How to choose/change the maximum size of a segment?

Hello all:
I found the maximum size of segments in es5.0/lucene6 is 5GB.
Since my index size is more than 500GB, i have 100 segments now.
I think this should slow down my search speed.

But i'm not sure if i should change this size, and also how to change it?

Additionally, if i call a forcemerge on the index, all .cfs will be merged into none compound segments(.doc, .fdt etc.).

So should i call forcemerge periodically?

Thanks

How many shards does the 500GB index have?

My index size is 2.6TB, each shard 500GB.
Each month about 250GB data is added to the index.
I stored the original html in the index(not indexed), it seems to be a bad choice now.
The htmls costs about 1.5TB.

As each search is executed single-threaded against each shard (although multiple shards are queried in parallel), the shard size will have an impact on query performance. As you have large amounts of data that is not indexed, you may be able to get away with larger shards than we usually recommend. In order to ensure recovery in a cluster does not get bogged down by overly large shards, we usually recommend keeping shards below 50GB. This naturally is less relevant if you just run on a single node.

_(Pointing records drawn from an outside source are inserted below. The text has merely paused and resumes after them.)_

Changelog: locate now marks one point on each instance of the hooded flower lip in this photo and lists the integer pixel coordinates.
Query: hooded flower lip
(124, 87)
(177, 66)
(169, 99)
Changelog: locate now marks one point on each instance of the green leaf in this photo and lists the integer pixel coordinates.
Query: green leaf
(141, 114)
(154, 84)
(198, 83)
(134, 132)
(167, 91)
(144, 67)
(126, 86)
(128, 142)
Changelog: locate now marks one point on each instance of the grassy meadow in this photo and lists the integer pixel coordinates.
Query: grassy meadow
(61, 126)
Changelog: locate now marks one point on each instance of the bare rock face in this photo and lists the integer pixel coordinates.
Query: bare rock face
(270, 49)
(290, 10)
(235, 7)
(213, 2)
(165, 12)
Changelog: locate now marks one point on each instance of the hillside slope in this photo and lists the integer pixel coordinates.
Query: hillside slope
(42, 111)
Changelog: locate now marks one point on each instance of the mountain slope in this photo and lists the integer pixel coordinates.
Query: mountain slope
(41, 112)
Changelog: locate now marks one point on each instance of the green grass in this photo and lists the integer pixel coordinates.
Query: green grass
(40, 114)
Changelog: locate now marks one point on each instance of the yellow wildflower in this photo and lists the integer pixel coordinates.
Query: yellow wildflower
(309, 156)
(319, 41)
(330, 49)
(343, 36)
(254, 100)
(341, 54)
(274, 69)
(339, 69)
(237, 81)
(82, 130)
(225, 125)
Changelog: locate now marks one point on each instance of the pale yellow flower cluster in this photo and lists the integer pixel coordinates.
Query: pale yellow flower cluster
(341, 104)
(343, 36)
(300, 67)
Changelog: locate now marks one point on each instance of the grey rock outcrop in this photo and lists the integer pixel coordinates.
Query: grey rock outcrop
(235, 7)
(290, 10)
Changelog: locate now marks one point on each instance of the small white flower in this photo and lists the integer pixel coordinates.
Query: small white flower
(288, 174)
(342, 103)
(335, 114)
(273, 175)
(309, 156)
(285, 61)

In order to be able to scale out as data grows further, it would help to have a larger number of smaller shards, so I would recommend reindexing in order to reduce the shard size.

Forcemerging is an expensive operation, so t is hard for me to tell whether it would be worthwhile doing this periodically for your use case.

In my opinion, increasing shard number may solve the problem for a short time, but it's not the final solution.
For example, I increase the shard number to 10, than what should i do when my index size is 5TB?

To conclude, the problem for me is:

  1. I saved a huge, not indexed field in es, so my index becomes 2 times larger than normal.
  2. Lucene use a compound file to store the segments, it increases rapidly because the first point.
  3. The maximum size of such cfs is 5GB, so the number of segments also increase rapidly.
  4. The search speed slow down since there are so many segments.
  5. Some of my programs needs to search over the whole index 2000 times per min, since the search speed is too slow, my machines becomes extremely busy and it becomes worse and worse.

I think the best solution is to change the merge policy, which works like this:

  1. Merge .cfs segments like the default policy
  2. Automatically merge .cfs created 1 day (or some other period) ago into none compound segments.
    But is that possible...?

And I suggest to remind users do not put large, not-indexed data into the cluster.

Anyway, hope forcemerging is worthwhile...

It is strange that in my previous cluster, i did not find this problem. So may be forcemerging is worthwhile, because i call optimize every mid-night in the 1.3 cluster.

Are you updating documents in the index or just indexing new entries? If you are not updating documents, you may be able to switch to time based indices, e.g. monthly, which will make it easier to manage shard size and adjust to changing volumes over time.

Do you mean create one index each month, and use the same alias for the newest one?
I update documents in less than one hour, it is possible for me to use such index.

I'm just wondering about the index number. If i switch each month, it will be still costly after two years.
So in this case, i need another mechanism which merge old indexes together.

It seems to be the best choice. Thanks.

This topic was automatically closed 28 days after the last reply. New replies are no longer allowed.